My intuition tells me that awk and other text processing tools won’t scale well to a GPGPU. I might be wrong though. Is there any example of something like grep etc working well on a GPU?
That's very surprising, assuming they didn't doctor the results by choosing the workload all too carefully.
I would have expected a GPU regex too perform much worse, given that regex matching is probably very branchy code. Especially since computation is generally way faster than IO.
What specifically are you referring to? Branching on GPUs has not substantially changed for a decade. If all threads on warp skip a branch, it's free. If one takes it, the rest also pay the penalty and mask out the vector units.

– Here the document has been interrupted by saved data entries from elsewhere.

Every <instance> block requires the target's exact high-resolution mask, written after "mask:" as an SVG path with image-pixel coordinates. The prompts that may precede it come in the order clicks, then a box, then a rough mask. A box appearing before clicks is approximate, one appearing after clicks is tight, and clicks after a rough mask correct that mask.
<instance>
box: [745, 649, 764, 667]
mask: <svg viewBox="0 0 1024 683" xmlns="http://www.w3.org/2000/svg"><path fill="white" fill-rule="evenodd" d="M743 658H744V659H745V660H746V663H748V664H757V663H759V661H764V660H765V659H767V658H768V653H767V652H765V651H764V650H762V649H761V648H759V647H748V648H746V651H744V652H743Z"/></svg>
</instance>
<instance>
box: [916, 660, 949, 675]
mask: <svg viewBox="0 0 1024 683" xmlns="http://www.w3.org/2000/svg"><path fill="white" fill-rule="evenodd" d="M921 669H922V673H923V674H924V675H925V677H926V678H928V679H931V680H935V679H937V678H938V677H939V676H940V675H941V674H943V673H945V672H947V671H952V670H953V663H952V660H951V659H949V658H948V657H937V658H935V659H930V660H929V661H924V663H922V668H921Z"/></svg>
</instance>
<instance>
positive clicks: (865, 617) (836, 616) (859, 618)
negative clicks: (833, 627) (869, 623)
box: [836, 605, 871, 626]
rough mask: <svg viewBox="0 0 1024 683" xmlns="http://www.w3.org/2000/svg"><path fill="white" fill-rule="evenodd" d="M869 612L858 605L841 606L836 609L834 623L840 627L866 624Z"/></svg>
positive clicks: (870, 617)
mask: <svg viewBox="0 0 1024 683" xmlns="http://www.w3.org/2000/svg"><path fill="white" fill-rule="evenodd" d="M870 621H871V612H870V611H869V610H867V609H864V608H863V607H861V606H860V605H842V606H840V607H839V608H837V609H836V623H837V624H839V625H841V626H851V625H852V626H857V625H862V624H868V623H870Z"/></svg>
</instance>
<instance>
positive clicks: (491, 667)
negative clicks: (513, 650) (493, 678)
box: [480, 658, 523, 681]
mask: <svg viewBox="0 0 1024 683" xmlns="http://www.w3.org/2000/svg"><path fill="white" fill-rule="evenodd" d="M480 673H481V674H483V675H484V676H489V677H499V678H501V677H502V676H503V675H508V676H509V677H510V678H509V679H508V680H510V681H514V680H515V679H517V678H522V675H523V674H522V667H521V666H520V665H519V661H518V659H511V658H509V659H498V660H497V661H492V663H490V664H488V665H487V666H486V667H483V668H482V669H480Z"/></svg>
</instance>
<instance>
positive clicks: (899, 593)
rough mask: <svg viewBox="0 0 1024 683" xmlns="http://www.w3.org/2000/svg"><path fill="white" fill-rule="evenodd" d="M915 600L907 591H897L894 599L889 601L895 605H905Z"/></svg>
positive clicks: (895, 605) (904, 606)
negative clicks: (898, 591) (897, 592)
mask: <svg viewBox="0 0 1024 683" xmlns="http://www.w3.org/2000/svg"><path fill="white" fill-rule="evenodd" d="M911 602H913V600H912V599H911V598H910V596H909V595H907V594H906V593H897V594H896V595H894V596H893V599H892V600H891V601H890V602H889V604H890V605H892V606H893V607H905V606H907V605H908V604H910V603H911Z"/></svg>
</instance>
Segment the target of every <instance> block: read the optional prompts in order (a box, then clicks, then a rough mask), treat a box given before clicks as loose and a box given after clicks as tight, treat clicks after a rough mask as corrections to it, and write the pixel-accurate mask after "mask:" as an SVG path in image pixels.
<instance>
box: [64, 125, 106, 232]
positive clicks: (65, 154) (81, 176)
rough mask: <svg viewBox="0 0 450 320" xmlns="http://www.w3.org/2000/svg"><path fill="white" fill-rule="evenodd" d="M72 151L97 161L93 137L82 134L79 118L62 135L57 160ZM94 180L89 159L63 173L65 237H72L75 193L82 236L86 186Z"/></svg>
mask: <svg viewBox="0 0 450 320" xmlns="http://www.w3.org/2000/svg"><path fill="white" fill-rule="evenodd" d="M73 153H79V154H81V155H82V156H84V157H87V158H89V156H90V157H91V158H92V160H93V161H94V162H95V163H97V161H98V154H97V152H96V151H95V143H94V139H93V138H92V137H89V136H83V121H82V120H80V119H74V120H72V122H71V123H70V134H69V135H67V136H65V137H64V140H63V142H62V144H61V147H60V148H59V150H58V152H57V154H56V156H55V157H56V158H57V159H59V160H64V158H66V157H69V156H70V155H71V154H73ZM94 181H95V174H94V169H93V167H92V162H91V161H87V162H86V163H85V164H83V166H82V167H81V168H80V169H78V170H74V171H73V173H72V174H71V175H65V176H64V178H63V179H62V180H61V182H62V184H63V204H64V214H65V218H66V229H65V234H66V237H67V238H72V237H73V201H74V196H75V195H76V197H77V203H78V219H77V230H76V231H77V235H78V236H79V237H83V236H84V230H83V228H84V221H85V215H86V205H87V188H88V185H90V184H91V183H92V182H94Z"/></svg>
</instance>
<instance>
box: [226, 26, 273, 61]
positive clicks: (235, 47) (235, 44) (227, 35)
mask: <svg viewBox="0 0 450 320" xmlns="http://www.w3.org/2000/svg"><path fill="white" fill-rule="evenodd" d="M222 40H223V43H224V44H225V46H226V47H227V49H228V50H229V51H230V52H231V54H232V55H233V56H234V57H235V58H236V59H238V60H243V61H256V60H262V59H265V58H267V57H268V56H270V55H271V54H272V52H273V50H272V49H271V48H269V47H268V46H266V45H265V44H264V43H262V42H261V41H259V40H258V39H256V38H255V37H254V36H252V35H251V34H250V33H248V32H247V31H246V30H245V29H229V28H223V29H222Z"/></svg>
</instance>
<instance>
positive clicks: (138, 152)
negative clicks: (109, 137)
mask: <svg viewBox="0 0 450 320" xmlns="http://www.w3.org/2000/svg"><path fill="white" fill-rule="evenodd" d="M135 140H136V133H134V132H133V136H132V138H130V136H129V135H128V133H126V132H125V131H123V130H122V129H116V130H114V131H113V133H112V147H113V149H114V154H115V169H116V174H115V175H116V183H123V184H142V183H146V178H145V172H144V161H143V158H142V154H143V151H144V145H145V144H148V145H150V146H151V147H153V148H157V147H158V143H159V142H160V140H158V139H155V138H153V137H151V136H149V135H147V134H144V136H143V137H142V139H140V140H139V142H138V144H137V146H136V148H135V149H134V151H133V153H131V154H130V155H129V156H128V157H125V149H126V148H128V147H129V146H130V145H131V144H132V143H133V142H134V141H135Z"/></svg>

What's at play here is that the needle in a haystack search of regex is going to spend almost all its time 0 or 1 deep in the state machine, so the threads skip the branches and the penalty is not large.
When this concept was previously posted on HN, the top comment pointed out how it's the pipes that are inefficient when working on GPUs due to copying data from the CPU to the GPU and vice-versa for each command & pipe pair. I think even if we don't get pipes per se but I think we could expose GPGPU resources in a unix-like way but I suppose it depends on driver support.
But as to your question, a lot of traditional tools like grep, sed, aren't really suited for the GPU unless you are running them on a lot of files at once.
I agree. I get the sense that a lot of these old text munging tools are seriously fast, and are mostly IO-bound. It would surprise me if moving chunks of text back and forth to a GPU would be very efficient.
Just counterparts to all the favourites that utilise the GPU ... imagine GPU awk.